In 2010, the branch extended both deferred and cash LCs and LC without collateral upon approval from the managing director, an authority not enjoyed by the position.
The audit report found the act to be a “serious irregularity”, due to which the branch is now facing losses of Tk 173.69 crore.
The managing director again engaged in a spot of transgression in 2011 for another client of the branch, Nur Jahan Super Oil Ltd.
He gave approval to a demand loan of Tk 65.34 crore, after Nur Jahan Super Oil Ltd failed to make payments for deferred LC amounting Tk 133.60.
Before creating demand loans the board of directors needs to be consulted, a step which was circumvented by the branch and the managing director.
The client has so far repaid only Tk 8.16 crore of the outstanding sum.
Plus, in the same year the branch extended loans of Tk 202.79 crore to Khaleque and Sons, a sister concern of Nur Jahan Super Oil Ltd. As of May 31, Tk 206.20 crore was due.
The branch also extended LC facility without taking adequate collateral from a new client and also approved loan against trust receipt (LTR), both of which have inflicted a potential loss of Tk 150.92 crore.
Its failure to take adequate collateral on two other occasions is costing Agrani another Tk 406.91 crore.
The port city’s Asadganj and Agrabad branches also doled out loans against inadequate collateral and in the process left the bank counting losses of Tk 624.59 crore.
Extending loans against inadequate collateral, however, looks to be a major problem of Agrani. The other branches, too, pandered to it, leaving losses of Tk 300 crore in the wake, OCAG found.
The bank is also facing a loss of Tk 74.62 crore after its loans to Dhaka Dyeing and Manufacturing Company Ltd were classified.
“Despite being operational, the client has failed to repay the regular instalment of the loan and repay the money made available beyond its credit limit,” the report said.

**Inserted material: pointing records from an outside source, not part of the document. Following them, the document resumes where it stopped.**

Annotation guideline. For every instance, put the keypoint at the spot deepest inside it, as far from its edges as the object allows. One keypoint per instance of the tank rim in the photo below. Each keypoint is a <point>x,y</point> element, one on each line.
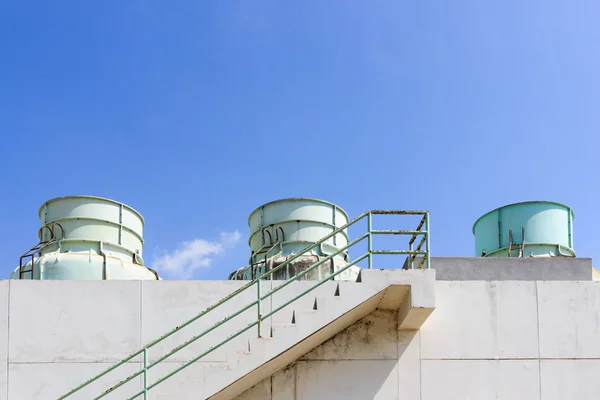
<point>521,203</point>
<point>298,199</point>
<point>93,198</point>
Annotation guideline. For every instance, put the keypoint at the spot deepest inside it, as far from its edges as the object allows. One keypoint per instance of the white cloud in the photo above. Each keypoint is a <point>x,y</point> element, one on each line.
<point>192,255</point>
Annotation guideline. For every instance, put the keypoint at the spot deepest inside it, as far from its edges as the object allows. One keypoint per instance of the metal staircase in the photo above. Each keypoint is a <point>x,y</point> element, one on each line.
<point>256,304</point>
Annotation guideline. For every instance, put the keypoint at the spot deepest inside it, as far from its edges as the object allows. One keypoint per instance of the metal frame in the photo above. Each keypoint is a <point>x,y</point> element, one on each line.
<point>260,297</point>
<point>36,249</point>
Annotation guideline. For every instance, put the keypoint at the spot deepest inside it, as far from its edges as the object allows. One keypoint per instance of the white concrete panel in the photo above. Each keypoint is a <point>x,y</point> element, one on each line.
<point>60,321</point>
<point>4,290</point>
<point>284,384</point>
<point>570,379</point>
<point>305,302</point>
<point>261,391</point>
<point>409,365</point>
<point>51,380</point>
<point>168,304</point>
<point>480,380</point>
<point>569,319</point>
<point>188,384</point>
<point>374,337</point>
<point>342,380</point>
<point>482,320</point>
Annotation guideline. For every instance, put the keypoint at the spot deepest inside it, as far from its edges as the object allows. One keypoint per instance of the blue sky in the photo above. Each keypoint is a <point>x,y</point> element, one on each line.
<point>195,113</point>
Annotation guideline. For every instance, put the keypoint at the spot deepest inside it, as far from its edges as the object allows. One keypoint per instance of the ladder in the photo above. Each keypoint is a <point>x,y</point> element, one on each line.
<point>37,248</point>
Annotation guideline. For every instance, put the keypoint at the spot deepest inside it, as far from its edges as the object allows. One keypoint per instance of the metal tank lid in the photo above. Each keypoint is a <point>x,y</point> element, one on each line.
<point>524,202</point>
<point>93,198</point>
<point>299,199</point>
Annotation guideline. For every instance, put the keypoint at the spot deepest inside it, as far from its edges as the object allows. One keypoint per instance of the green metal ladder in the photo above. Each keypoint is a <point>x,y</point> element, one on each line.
<point>260,297</point>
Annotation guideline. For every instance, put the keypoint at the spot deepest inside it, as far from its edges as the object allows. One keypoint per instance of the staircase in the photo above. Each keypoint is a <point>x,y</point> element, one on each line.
<point>302,316</point>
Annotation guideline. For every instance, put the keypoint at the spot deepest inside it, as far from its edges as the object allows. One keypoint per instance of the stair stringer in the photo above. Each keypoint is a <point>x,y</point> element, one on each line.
<point>269,355</point>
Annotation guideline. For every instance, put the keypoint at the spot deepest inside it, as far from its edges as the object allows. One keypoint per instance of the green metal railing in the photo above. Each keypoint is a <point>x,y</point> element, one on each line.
<point>412,254</point>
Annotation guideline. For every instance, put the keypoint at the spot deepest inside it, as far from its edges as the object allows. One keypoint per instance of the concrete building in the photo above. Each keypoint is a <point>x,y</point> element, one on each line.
<point>523,327</point>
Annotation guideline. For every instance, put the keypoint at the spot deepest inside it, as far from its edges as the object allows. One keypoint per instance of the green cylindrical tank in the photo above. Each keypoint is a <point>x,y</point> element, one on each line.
<point>297,223</point>
<point>88,238</point>
<point>537,229</point>
<point>283,228</point>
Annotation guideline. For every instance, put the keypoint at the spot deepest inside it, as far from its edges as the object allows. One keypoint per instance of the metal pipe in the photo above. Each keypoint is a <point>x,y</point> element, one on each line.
<point>370,230</point>
<point>428,244</point>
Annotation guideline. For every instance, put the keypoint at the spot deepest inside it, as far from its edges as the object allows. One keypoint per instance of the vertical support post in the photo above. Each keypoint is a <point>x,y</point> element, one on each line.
<point>428,240</point>
<point>370,239</point>
<point>145,373</point>
<point>258,307</point>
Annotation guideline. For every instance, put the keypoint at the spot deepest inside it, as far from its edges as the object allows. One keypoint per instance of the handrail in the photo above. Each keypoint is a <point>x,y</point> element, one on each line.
<point>261,297</point>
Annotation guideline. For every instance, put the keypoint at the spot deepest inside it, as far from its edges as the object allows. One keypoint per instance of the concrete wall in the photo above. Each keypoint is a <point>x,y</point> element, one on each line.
<point>485,340</point>
<point>510,269</point>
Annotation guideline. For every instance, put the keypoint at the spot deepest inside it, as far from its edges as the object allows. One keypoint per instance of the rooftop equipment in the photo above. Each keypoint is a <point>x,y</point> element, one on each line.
<point>528,229</point>
<point>86,238</point>
<point>282,228</point>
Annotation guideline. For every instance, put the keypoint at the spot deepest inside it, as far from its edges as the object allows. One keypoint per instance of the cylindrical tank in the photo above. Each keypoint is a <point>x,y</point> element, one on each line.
<point>88,238</point>
<point>547,227</point>
<point>303,221</point>
<point>281,229</point>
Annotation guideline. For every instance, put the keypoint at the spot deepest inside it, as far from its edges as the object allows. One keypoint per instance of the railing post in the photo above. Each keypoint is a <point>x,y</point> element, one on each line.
<point>258,307</point>
<point>145,373</point>
<point>370,239</point>
<point>428,239</point>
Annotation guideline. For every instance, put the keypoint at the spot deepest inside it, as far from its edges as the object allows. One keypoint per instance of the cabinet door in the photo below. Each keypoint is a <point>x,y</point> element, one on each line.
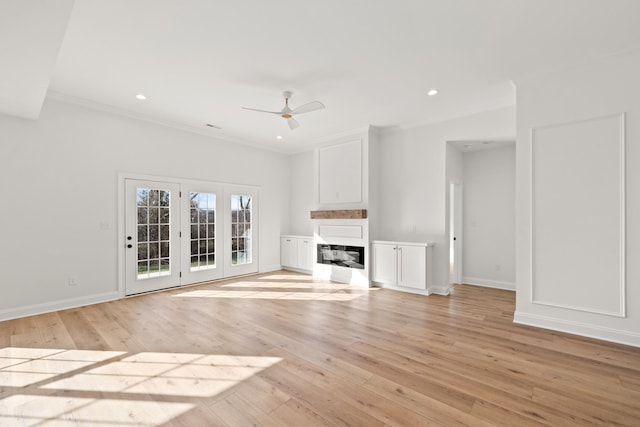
<point>384,263</point>
<point>289,252</point>
<point>305,254</point>
<point>412,266</point>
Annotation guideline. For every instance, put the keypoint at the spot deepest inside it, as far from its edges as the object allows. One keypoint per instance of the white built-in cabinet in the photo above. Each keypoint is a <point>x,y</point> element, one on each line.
<point>296,252</point>
<point>401,265</point>
<point>340,173</point>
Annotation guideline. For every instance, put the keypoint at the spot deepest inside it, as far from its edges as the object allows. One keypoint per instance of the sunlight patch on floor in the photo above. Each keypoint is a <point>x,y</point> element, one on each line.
<point>287,285</point>
<point>41,376</point>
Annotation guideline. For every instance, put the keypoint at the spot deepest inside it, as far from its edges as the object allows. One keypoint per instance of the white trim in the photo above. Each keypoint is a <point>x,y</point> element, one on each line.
<point>297,270</point>
<point>578,328</point>
<point>439,291</point>
<point>622,207</point>
<point>488,283</point>
<point>272,268</point>
<point>48,307</point>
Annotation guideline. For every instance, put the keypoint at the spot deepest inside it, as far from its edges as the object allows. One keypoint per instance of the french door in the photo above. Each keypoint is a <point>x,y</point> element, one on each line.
<point>184,233</point>
<point>152,239</point>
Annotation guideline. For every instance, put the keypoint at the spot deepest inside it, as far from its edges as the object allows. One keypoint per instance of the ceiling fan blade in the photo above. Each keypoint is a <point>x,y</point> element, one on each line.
<point>293,123</point>
<point>306,108</point>
<point>262,111</point>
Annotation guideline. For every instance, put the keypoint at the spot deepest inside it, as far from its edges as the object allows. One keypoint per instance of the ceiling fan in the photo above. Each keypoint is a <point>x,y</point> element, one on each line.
<point>288,113</point>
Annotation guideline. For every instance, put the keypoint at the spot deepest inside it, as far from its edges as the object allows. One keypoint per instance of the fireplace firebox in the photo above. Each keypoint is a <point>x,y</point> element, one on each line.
<point>341,255</point>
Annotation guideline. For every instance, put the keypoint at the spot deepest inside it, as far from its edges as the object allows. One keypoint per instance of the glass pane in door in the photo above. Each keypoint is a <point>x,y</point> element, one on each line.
<point>241,229</point>
<point>154,233</point>
<point>202,208</point>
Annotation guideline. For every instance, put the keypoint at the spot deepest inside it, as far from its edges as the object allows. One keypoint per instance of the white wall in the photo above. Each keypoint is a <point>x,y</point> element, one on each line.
<point>489,201</point>
<point>302,194</point>
<point>607,87</point>
<point>58,177</point>
<point>413,180</point>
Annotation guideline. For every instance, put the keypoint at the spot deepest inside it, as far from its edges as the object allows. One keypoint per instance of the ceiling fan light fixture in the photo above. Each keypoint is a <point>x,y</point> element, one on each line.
<point>288,113</point>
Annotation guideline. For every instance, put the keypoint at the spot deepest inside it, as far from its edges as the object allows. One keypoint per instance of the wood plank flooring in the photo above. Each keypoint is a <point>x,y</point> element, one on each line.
<point>282,349</point>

The state-run organisation has also been a victim of the Hall-Mark scam: four of its branches accepted bills valuing Tk 50.13 crore of Sonali Bank’s scandal-hit Ruposhi Bangla Hotel branch after green light from the managing director.
It also lost Tk 48.32 crore after its failure to recover ‘cover fund’ from Al Rajhi Commercial Foreign Exchange in Jeddah.
Agrani paid Tk 30.30 crore as fine last year owing to its inability to set aside 6 percent of its deposits with Bangladesh Bank, as stipulated by the rules.
Syed Abdul Hamid, managing director of the bank, could not be reached for comments.
An official of the bank confirmed the receipt of the audit report towards the end of July. He, however, did not give any further details.